After about 20 minutes or so, we saw Akadaki, which was a stream that made the rocks red. It was really beautiful, and the best part was that the water was drinkable. I found it even better than the one at the gate, and we made a mental note of filling our water bottles when we came back.
Another 20 minutes or so brought us Kurobuchi, where hikers can take a short boat ride on the river to the nearby "restaurant." Since it cost ¥300 one-way (¥500 round trip), we decided to just keep hiking, and take the boat on our way back.



We hiked for another 45 minutes, then stopped for lunch at Mizunashi.
Rini playing around as we relaxed.
After lunch and a bit of relaxation, we headed west to Sarutobi in hopes of taking a boat to Nidandaki. It took us about a half hour to reach the spot, but because of construction or incoming typhoon, there was no boat service that day. From the shore, it was hard to see what might be so special about the boat ride, and even though we left the place already, I decided to return with Rini on my back to satisfy my curiosity and take just one picture from the river. It looked pretty shallow, and was a nice warm day, so I thought why not? James wasn't feeling too well at that point, so we decided he'd wait for Rini and I to go and explore. When I got back, I took off my shoes and socks, pulled my pants really high, and into the river we went. The stones were a bit slippery, and I had to go really slow, so that we wouldn't fall into the river. At first, where I went in, it got a bit deep for my clothes to stay dry, but after looking around a bit, I found a really shallow way in, where I was able to take a few nice pictures and a video on my cell phone. The water was pretty cold, but kind of nice after 3 hours of hiking. 

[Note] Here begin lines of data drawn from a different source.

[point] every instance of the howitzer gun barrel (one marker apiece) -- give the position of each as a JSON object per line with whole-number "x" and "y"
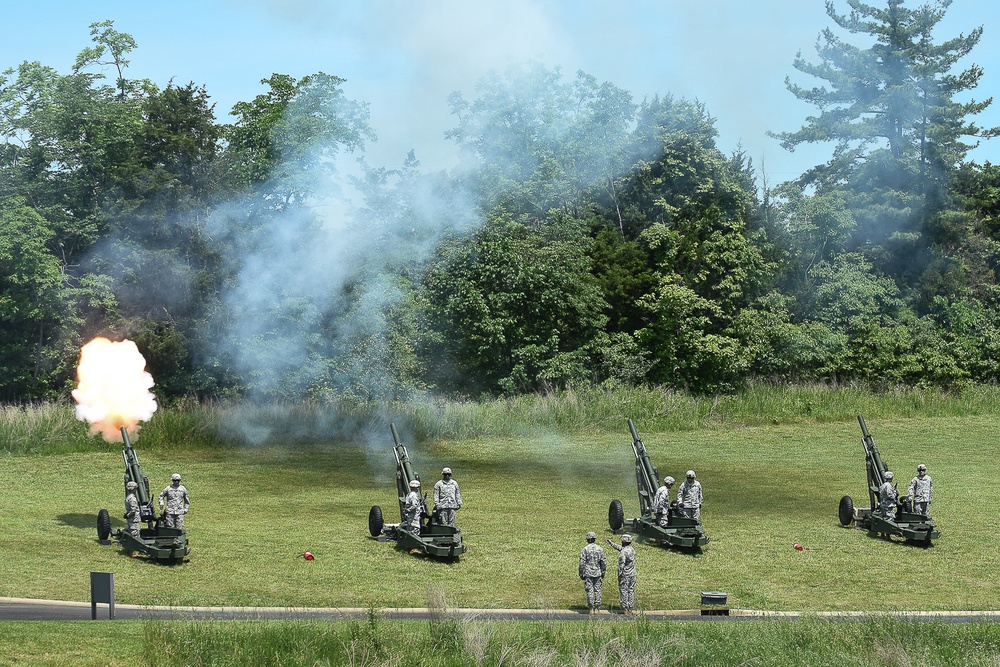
{"x": 645, "y": 474}
{"x": 874, "y": 464}
{"x": 133, "y": 473}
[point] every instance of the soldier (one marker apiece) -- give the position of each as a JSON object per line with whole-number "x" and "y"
{"x": 661, "y": 501}
{"x": 690, "y": 497}
{"x": 921, "y": 491}
{"x": 593, "y": 564}
{"x": 626, "y": 573}
{"x": 178, "y": 503}
{"x": 447, "y": 498}
{"x": 887, "y": 497}
{"x": 412, "y": 506}
{"x": 132, "y": 513}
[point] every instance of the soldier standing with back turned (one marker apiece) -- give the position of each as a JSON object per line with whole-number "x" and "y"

As you can see, curiosity did not, in fact, kill the Kat... (cough, smirk, cough) In some respects I was a bit sad that Rini didn't stay with James, because I would have just swam in to see what was beyond. But on the other hand, Rini was probably the only reason I didn't follow through that crazy plan.
After we joined up with James again, we took the trail that lead to Sandandaki, which took about another half hour. At last, we were able to see one of the major waterfalls of this river. It was really beautiful, and I could only imagine just how gorgeous it must be during deep fall, when the leaves are red and golden yellow around the waterfall. At this point, if we wanted to, we could have hiked for another hour and a half to see the very end of the trail, where the Tarutoko Dam was. However, we were already hiking for over 3 hours at this point, and even I was starting to feel a bit tired, not to mention James, whose leg started to hurt, and Rini, who was becoming antsy just being carried around all day long. I never planned to hike farther than Sandandaki anyways, so after resting up a bit, we turned around and headed back down.

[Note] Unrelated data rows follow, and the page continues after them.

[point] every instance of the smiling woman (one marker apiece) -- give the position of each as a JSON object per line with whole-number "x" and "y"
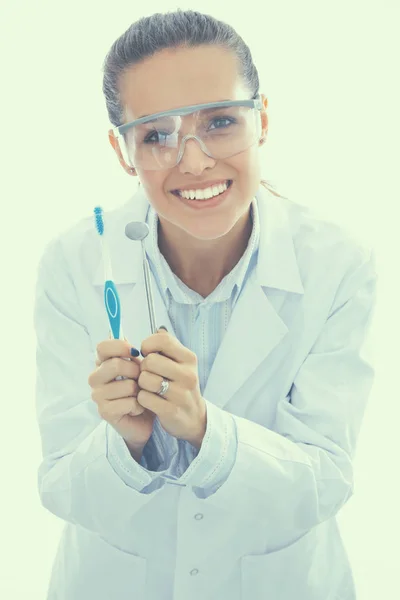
{"x": 233, "y": 491}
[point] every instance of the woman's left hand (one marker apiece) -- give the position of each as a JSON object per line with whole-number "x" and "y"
{"x": 182, "y": 410}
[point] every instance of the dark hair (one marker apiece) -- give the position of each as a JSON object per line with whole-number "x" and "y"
{"x": 182, "y": 28}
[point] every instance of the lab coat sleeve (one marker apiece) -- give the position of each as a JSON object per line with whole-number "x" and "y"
{"x": 212, "y": 464}
{"x": 300, "y": 473}
{"x": 80, "y": 479}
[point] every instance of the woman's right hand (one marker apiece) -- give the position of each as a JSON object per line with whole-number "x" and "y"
{"x": 117, "y": 400}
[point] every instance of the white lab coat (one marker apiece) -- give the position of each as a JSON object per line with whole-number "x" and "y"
{"x": 291, "y": 369}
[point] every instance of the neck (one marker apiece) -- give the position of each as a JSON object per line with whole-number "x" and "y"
{"x": 202, "y": 265}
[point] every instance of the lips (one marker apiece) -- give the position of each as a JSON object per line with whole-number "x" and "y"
{"x": 203, "y": 187}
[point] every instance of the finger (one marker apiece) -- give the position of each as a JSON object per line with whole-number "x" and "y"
{"x": 114, "y": 411}
{"x": 111, "y": 347}
{"x": 112, "y": 368}
{"x": 115, "y": 390}
{"x": 161, "y": 365}
{"x": 156, "y": 404}
{"x": 169, "y": 345}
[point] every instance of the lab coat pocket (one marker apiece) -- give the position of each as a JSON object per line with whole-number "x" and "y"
{"x": 290, "y": 573}
{"x": 89, "y": 567}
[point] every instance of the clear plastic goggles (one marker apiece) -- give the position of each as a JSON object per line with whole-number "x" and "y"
{"x": 222, "y": 129}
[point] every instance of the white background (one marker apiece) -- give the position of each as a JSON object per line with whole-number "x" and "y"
{"x": 330, "y": 71}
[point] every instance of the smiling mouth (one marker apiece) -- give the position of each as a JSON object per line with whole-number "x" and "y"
{"x": 179, "y": 195}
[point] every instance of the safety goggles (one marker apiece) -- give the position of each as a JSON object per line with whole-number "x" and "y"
{"x": 222, "y": 129}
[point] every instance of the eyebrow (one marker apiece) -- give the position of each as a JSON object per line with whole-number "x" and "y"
{"x": 207, "y": 110}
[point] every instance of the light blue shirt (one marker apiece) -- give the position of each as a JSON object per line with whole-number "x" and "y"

When we reached Kurobuchi again, we rested again for 30 minutes or so, then took the 5 minute boat ride. While it's worth taking once, I'm glad we skipped it on our way up, when we had the energy to hike. We got back to the beginning of the trail at around 4:30PM. It total, we hiked 16 km, going up and down and up again in one of the most picturesque places of Japan. Though we were quite tired and were looking forward to our family bath, this hike recharged my soul in a way I didn't quite expect. Sure, I missed hiking, but finding out just how much was a little surprising. If I could, I would take similar hikes every other week for sure.
Our final night was spent similarly to our previous one, except that this time we took a nice hour long soak soon after we returned to the ryokan, and only after that did we eat our tasty dinner.
The next morning was promising to be really early, since we had to catch the 6:55AM express bus to Hiroshima City, so I asked the owner if we could have our breakfast at 6:15, to which she had no objections. Needless to say, Rini and I fell asleep pretty quickly that night.

The next morning we packed up, had our breakfast, payed our bill, and caught the bus back to the city. Before heading back to Fukuyama, we dropped by Costco to shop a little bit and have lunch, but we still caught the 11:43AM train home. We ended our weekend trip with ice cream from Baskin-Robbins at Fukuyama station, then biked home to relax for the rest of the day. It was a wonderful trip, and I'm really glad we went.